PSH: verzoek om push

• Venstergrootte: het is de waarde van het schuifvenster die de grootte van de verzonden TCP-bytes aangeeft.
• Controlesom: veld dat controlesom bevat voor foutcontrole. Dit veld is verplicht in TCP in tegenstelling tot UDP.

Op weg naar het tweede TCP-datagram dat is vastgelegd in het Wireshark-filter. De McAfee-server bevestigt de: SYN verzoek. U kunt de waarden van opmerken SYN en ACK bits ingesteld op 1.

In het laatste pakket ziet u dat de host een bevestiging naar de server stuurt voor het starten van een FTP-sessie. Je kunt merken dat de Volgnummer en de ACK bits zijn ingesteld op 1.

Na het opzetten van een TCP-sessie wisselen de FTP-client en de server wat verkeer uit, de FTP-client bevestigt de FTP-server Reactie 220 pakket verzonden via TCP-sessie via een TCP-sessie. Daarom wordt alle informatie-uitwisseling uitgevoerd via een TCP-sessie op een FTP-client en FTP-server.

Nadat de FTP-sessie is voltooid, stuurt de FTP-client het beëindigingsbericht naar de server. Na bevestiging van het verzoek stuurt de TCP-sessie op de server een beëindigingsaankondiging naar de TCP-sessie van de client. Als reactie bevestigt de TCP-sessie bij de client het beëindigingsdatagram en verzendt zijn eigen beëindigingssessie. Na ontvangst van de beëindigingssessie stuurt de FTP-server een bevestiging van de beëindiging en wordt de sessie gesloten.

Waarschuwing

FTP maakt geen gebruik van codering en de inlog- en wachtwoordgegevens zijn op klaarlichte dag zichtbaar. Dus zolang niemand meeluistert en u gevoelige bestanden overdraagt ​​binnen uw netwerk, is het veilig. Maar gebruik dit protocol niet om toegang te krijgen tot inhoud van internet. Gebruik SFTP die veilige shell SSH gebruikt voor bestandsoverdracht.

FTP-wachtwoord vastleggen

We zullen nu laten zien waarom het belangrijk is om geen FTP via internet te gebruiken.

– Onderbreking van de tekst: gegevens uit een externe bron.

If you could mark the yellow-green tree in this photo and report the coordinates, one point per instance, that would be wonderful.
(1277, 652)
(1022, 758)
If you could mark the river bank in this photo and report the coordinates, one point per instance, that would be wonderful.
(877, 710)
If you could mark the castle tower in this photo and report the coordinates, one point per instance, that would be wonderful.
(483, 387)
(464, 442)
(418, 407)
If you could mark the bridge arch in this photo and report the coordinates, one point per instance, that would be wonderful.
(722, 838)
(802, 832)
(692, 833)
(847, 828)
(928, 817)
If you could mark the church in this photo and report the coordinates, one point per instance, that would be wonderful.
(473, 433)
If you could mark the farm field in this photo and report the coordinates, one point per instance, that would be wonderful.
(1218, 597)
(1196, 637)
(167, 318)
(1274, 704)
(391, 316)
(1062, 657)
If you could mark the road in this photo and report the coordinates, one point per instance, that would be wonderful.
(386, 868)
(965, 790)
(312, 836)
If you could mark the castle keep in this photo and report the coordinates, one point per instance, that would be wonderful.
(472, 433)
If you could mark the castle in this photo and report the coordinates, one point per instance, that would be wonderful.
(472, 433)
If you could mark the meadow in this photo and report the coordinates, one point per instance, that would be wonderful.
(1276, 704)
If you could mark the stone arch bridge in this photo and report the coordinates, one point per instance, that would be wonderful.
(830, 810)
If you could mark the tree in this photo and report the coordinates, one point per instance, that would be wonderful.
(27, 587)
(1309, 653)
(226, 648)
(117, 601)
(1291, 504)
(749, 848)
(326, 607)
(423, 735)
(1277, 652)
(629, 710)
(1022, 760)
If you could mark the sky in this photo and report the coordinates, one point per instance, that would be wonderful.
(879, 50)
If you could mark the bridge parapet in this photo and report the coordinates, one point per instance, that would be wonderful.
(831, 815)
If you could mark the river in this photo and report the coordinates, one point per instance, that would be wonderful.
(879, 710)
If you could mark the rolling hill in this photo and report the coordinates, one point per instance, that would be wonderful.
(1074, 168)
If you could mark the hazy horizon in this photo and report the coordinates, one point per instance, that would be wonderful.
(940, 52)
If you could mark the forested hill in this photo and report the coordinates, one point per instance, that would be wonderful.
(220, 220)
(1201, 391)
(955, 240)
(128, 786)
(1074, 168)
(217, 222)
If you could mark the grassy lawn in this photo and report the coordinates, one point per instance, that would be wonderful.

We zullen zoeken naar de specifieke zinnen in het vastgelegde verkeer met: gebruiker, gebruikersnaam, wachtwoord, enz., zoals hieronder aangegeven:.

Ga naar Bewerken-> "Zoek pakket" en kies String voor de Weergavefilter, en selecteer vervolgens Pakketbytes om gezochte gegevens in leesbare tekst weer te geven.

Typ de tekenreeks in voorbij lopen in het filter en klik op Vind. U vindt het pakket met de string "Geef het wachtwoord op” in de Pakketbytes paneel. U kunt het gemarkeerde pakket ook opmerken in de Pakketlijst paneel.

Open dit pakket in een apart Wireshark-venster door met de rechtermuisknop op het pakket te klikken en te selecteren: Volg->TCP-stream.

Zoek nu opnieuw en u vindt het wachtwoord in platte tekst in het pakketbytepaneel. Open het gemarkeerde pakket in een apart venster zoals hierboven. U vindt de gebruikersgegevens in platte tekst plain.

Conclusie

Dit artikel heeft geleerd hoe FTP werkt, geanalyseerd hoe TCP bewerkingen in een FTP-sessie controleert en beheert, en begrijpt waarom het belangrijk is om veilige shell-protocollen te gebruiken voor bestandsoverdracht via internet. In toekomstige artikelen zullen we enkele van de opdrachtregelinterfaces voor Wireshark behandelen.